There are other exceptions in HIPAA that allow for quick and easy access to information to police or prosecutors investigating this sort of a case. The first of these exceptions authorizes disclosure of limited identifying information (name, address, social security number, type of injury, and a few other distinguishing characteristics) to law enforcement for the purpose of identifying or locating a suspect. While this specific exception does not allow for release of toxicology results and may not reveal all evidence needed, it will be helpful in locating suspects. The next section authorizes release of victim information. If your jurisdiction requires proof of serious bodily injury or death to compel a suspect’s blood sample or obtain a search warrant, this section should be used. The next section applies to somebody who has died as a result of criminal conduct. Again, this information may be important to show that an individual has died as a result of a traffic crash thereby triggering statutory evidence collection techniques.
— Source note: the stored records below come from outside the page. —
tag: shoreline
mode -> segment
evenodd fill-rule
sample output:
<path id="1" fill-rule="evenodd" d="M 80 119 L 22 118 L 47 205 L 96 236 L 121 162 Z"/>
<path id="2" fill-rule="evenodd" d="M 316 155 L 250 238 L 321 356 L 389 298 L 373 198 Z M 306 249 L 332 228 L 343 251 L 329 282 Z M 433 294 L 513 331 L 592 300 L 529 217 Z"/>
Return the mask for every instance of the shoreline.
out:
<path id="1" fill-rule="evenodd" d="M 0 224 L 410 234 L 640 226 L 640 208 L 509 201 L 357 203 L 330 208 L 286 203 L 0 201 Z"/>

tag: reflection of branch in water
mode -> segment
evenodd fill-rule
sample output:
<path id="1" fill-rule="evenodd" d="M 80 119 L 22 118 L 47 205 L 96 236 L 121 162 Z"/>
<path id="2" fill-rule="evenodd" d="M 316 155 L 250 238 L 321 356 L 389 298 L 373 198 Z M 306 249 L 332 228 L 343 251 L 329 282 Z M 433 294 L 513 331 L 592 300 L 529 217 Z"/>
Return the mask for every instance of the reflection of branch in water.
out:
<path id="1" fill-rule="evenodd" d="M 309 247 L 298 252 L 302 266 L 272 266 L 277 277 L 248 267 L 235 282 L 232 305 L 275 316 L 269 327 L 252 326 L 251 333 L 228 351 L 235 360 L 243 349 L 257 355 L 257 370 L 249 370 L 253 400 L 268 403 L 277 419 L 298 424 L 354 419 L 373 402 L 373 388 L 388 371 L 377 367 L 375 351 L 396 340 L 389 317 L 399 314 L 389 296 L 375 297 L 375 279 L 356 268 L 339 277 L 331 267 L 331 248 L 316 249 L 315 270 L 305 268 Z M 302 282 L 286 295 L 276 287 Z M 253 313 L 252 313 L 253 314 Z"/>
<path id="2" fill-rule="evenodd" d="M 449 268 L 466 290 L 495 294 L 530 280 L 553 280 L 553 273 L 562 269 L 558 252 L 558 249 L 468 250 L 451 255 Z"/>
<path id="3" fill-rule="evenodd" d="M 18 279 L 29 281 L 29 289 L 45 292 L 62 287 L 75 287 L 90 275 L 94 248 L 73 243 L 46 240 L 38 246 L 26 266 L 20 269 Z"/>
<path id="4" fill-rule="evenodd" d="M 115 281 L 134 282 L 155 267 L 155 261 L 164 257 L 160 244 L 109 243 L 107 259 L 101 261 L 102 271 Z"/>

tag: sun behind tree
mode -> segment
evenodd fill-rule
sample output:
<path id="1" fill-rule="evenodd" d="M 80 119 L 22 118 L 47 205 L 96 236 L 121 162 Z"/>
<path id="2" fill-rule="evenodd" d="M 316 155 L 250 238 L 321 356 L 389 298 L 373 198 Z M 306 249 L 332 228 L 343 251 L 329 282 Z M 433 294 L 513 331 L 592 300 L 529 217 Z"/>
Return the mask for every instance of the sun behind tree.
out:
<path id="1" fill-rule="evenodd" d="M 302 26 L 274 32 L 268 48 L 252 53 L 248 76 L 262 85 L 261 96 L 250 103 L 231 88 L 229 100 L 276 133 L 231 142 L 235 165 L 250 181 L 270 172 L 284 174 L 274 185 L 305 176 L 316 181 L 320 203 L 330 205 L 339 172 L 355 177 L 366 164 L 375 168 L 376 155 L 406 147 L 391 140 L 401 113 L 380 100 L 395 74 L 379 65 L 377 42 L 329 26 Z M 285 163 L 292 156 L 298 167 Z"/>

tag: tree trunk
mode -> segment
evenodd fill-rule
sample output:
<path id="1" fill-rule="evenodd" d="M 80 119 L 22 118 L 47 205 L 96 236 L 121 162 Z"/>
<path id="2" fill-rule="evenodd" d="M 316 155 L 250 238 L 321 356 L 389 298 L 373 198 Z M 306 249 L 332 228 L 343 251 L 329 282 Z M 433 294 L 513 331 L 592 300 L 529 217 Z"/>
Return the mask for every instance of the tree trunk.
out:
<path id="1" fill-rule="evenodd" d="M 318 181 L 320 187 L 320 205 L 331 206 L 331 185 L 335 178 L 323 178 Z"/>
The last section will generally not apply in the majority of vehicular homicide cases, although they should be reviewed depending on the circumstances of your case.

In conclusion, the expedient discovery of narrowly tailored information in a criminal investigation relating to impairment or traffic injuries should not be slowed down by HIPAA. The goals of HIPAA are to facilitate better privacy protections and management of patient information as it relates to medical staff and the health industry. The federal government recognized that there would be many situations when law enforcement will legitimately require quick and prompt access to medical information and created several exceptions to the HIPAA rules. By being prepared and having the appropriate documents available for quick use, police and prosecutors will be able to perform their duties promptly. In the above scenario, the discovery of a blood alcohol content of 0.18, statements by the suspect to a nurse that he was the driver of the motor vehicle involved in the head-on crash, and seat-belt injuries consistent with having recently driven a motor vehicle will allow for the quick apprehension and prosecution of the suspect.

Editor’s Note: Warren Diepraam is the Prosecutor Fellow for the National Association of Prosecutor Coordinators (NAPC). The Prosecutor Fellow functions as an active liaison between the NAPC, the National Highway Traffic Safety Administration, and vehicular crimes prosecutors around the nation in an effort to promote understanding, communication, cooperation, education, and collegiality between the above entities.